Shell’s return to Gabon raises questions about oil deals

Last Tuesday, Shell and Gabon’s Ministry of Petroleum signed a memorandum of understanding. For many analysts, this agreement sends a strong signal about the country’s appeal and its offshore oil potential. The British company follows in the footsteps of two other industry giants—ExxonMobil and BP had shown interest in deepwater oil zones less than a year earlier. This suggests Gabon is once again drawing the attention of major oil firms. However, a closer look tempers the overall excitement.

This document is merely a statement of intent, not a binding commitment. A long road remains before any oil can actually be extracted and sold. Shell could easily change its mind later: if exploration results are poor, if oil prices drop, or if a more profitable country emerges, it can walk away without any penalty. This is not the first time Gabon and the British firm have crossed paths. Shell was previously active in Gabon, left in 2017, and made a final exit in 2019. Its return today is primarily driven by its own corporate strategy, not by a desire to do Gabon a favor.

And it is precisely here that the government holds some leverage. It will need to negotiate skillfully. What share of revenue will go to the state? How many jobs and training opportunities for Gabonese citizens? Then comes the question of management. When the money arrives, how will it be safeguarded and invested in building the future, rather than spent immediately? Keep in mind that commercial production is seven to fifteen years away. Budgetary and employment benefits would not be visible until at least 2033 or 2036. Between seismic surveys, appraisal drilling, reactivating subcontracting chains, and creating youth employment, there is much work to be done.

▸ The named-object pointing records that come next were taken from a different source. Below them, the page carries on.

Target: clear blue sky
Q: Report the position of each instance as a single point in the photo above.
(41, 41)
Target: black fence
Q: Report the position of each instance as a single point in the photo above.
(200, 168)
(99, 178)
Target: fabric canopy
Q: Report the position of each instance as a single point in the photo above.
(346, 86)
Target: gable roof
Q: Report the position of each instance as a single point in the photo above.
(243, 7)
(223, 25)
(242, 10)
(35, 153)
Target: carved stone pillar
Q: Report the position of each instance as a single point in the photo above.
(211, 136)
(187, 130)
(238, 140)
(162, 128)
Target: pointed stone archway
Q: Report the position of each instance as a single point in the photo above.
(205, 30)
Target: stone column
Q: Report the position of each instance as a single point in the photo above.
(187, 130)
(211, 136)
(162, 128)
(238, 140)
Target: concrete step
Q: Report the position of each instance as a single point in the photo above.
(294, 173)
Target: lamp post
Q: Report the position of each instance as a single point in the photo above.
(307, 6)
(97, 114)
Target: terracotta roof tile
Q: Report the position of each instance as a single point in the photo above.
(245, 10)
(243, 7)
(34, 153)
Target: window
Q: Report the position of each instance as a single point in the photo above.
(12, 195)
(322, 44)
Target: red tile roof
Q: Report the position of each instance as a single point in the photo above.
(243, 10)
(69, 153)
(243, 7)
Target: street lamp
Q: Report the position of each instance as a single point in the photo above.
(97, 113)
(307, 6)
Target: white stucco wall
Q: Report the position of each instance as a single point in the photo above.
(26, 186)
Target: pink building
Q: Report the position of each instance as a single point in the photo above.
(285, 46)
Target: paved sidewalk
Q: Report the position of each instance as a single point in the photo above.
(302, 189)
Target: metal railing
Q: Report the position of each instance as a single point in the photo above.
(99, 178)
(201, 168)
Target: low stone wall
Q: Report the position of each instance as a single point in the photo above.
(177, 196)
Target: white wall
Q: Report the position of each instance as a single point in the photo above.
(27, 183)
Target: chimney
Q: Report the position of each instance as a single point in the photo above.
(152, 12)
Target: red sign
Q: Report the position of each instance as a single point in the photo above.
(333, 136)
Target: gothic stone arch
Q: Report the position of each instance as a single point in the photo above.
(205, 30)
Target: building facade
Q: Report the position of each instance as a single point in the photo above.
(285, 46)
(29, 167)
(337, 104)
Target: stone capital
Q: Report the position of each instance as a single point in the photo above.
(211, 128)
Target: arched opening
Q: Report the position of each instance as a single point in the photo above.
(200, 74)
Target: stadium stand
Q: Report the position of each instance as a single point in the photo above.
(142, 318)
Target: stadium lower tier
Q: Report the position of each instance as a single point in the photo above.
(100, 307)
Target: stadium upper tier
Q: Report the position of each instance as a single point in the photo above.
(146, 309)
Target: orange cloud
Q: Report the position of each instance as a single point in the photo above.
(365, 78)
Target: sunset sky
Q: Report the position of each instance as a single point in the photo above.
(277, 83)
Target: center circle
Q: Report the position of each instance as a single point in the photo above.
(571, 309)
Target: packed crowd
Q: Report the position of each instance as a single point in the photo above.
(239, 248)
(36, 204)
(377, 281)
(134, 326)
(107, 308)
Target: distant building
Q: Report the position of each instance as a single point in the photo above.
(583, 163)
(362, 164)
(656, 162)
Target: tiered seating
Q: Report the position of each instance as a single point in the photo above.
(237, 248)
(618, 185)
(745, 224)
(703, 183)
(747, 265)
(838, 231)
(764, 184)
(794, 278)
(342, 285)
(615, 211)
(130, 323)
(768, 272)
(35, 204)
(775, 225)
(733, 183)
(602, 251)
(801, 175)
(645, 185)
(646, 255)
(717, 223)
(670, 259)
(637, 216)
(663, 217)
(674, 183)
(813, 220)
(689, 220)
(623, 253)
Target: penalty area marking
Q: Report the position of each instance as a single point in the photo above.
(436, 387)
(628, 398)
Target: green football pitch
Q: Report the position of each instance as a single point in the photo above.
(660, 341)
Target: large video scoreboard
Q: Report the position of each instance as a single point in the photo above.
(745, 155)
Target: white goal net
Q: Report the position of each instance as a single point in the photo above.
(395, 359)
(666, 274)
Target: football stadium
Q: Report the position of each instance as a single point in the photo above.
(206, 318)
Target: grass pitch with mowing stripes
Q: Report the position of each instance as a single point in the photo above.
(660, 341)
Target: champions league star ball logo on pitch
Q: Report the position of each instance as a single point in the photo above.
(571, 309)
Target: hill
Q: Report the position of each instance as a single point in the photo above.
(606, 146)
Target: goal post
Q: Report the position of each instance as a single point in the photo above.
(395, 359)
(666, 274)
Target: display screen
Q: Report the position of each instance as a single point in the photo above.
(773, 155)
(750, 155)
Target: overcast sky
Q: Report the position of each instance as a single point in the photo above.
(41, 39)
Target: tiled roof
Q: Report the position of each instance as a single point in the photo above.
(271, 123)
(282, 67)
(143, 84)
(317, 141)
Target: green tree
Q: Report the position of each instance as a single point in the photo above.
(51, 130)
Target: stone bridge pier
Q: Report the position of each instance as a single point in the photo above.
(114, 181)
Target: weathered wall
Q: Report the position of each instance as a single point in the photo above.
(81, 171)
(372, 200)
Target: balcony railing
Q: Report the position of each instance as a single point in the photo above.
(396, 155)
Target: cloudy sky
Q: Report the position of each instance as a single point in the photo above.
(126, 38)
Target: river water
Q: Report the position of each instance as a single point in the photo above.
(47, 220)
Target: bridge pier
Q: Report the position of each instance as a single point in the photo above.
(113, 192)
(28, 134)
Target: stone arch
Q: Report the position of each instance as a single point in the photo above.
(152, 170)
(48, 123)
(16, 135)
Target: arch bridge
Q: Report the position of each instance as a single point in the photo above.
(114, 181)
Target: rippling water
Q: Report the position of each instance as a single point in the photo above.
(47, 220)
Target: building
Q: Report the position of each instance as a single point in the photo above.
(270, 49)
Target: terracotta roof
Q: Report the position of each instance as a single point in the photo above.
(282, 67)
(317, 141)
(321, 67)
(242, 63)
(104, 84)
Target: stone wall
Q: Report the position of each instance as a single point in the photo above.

Gabon is not the only African country facing this situation. Angola and Nigeria have negotiated to maximize benefits from such transactions. Cost recovery thresholds, state share based on profitability, transparency, and monitoring—nothing was left to chance. The issue is not attracting Shell; the issue is on what terms.

While neighboring countries are tightening rules to convert oil revenues—especially from offshore—into real development, Gabon appears to be negotiating with the same tools that led to failures over the past three decades. Shell knows this well: it signs identical MoUs everywhere. What changes is what the host country then demands.